I would like to calculate the 2D Fourier Transform of an Image
with Mathematica and plot the magnitude and phase spectrum, as well as reconstruct the image with the inverse transform.
I am new to Mathematica, and using version 8.0.
I would like to calculate the 2D Fourier Transform of an Image
with Mathematica and plot the magnitude and phase spectrum, as well as reconstruct the image with the inverse transform.

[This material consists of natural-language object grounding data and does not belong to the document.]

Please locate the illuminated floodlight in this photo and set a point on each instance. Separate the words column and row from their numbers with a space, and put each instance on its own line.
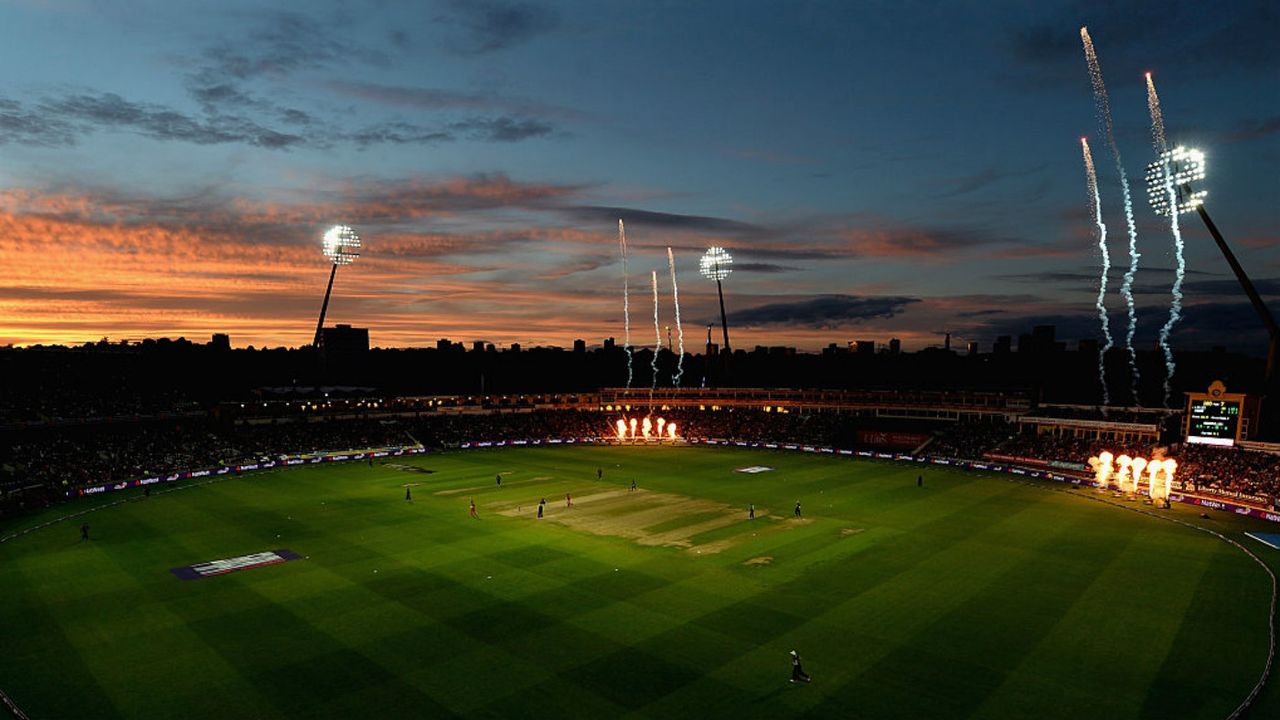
column 1182, row 167
column 341, row 245
column 716, row 264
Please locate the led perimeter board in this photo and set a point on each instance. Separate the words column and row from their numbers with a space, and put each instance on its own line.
column 1215, row 417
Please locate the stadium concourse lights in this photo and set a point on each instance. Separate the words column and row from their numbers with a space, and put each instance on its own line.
column 1179, row 167
column 341, row 245
column 716, row 265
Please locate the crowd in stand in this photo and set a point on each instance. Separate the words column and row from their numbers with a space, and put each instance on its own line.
column 44, row 461
column 1101, row 414
column 970, row 441
column 1066, row 449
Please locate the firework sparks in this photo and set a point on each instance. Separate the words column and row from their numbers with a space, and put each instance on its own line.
column 1096, row 210
column 1104, row 106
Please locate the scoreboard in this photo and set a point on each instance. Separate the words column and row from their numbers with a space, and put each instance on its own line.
column 1214, row 422
column 1217, row 417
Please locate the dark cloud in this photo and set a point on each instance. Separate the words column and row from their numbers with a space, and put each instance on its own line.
column 494, row 24
column 22, row 127
column 763, row 268
column 631, row 215
column 439, row 99
column 108, row 110
column 502, row 130
column 400, row 133
column 823, row 311
column 1203, row 324
column 62, row 121
column 286, row 42
column 987, row 177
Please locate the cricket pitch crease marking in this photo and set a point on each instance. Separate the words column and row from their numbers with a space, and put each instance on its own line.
column 632, row 514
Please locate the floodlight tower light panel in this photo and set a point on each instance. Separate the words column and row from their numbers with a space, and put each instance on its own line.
column 1182, row 167
column 716, row 264
column 341, row 245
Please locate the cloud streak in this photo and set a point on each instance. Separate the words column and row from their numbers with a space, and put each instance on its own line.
column 826, row 311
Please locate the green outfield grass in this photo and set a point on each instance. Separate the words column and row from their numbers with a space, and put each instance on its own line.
column 970, row 597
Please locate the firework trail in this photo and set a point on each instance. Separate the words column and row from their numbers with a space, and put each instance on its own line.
column 657, row 333
column 680, row 328
column 1096, row 210
column 626, row 300
column 1175, row 305
column 1104, row 106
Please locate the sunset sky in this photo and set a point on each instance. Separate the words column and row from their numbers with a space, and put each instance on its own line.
column 878, row 169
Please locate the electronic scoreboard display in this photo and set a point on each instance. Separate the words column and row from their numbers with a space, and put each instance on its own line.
column 1211, row 420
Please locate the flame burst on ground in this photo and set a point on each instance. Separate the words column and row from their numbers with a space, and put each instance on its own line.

img = Import["ExampleData/lena.tif"];
Image[img, ImageSize -> 300]
data = ImageData[img];(*get data*)
{nRow, nCol, nChannel} = Dimensions[data];
d = data[[All, All, 2]];
d = d*(-1)^Table[i + j, {i, nRow}, {j, nCol}];
fw = Fourier[d, FourierParameters -> {1, 1}];
(*adjust for better viewing as needed*)
fudgeFactor = 100;
abs = fudgeFactor*Log[1 + Abs@fw];
Labeled[Image[abs/Max[abs], ImageSize -> 300],Style["Magnitude spectrum", 18]]
arg = Arg@fw;
Labeled[Image[arg/Max[arg], ImageSize -> 300],Style["Phase spectrum", 18]]
ps. I do think Ms. Lena looks prettier in the spatial domain than in the frequency domain.
Taking the Fourier transform is easy and fun!
Let's strip away some of the complexities. First, remove the color from the image, since this just complicates things (you can always take the transform of each color channel separately).
img = ColorConvert[Import["ExampleData/lena.tif"], "Grayscale"];
Here are the magnitude and phase of the Fourier transform:
(abs = Abs[Fourier[ImageData[img]]]) // Image
(arg = Arg[Fourier[ImageData[img]]]) // Image
To invert these, use:
Chop[InverseFourier[(abs E^(I arg))]] // Image
which is the same as we started with. The Chop
is needed because spurious (almost zero) complex numbers remain after the Inverse).
Notice how clear and concise this is... it's just taking Fourier
of the image, taking the Abs and Arg to get the magnitude and phase images, and then reconstructing using InverseFourier
on Abs*Exp[I Arg]
.
This is a bit simpler than usual. For one thing, the zero frequency is in the upper left hand corner (instead of the center, where one usually plots it). You can move this to the center using RotateLeft
on the transformed image, or by multiplying in the spatial domain by +/-1^(i,j)
as in Nasser's answer. Of course, then, to reconstruct, you have to rotate back. This also uses the default FourierParameters
, which may or may not be exactly what you want.
Mathematica also has a builtin function called ImagePeriodogram
that returns an Image
representing the power spectrum of the image. This won't help with phase spectra or reconstructing images, however.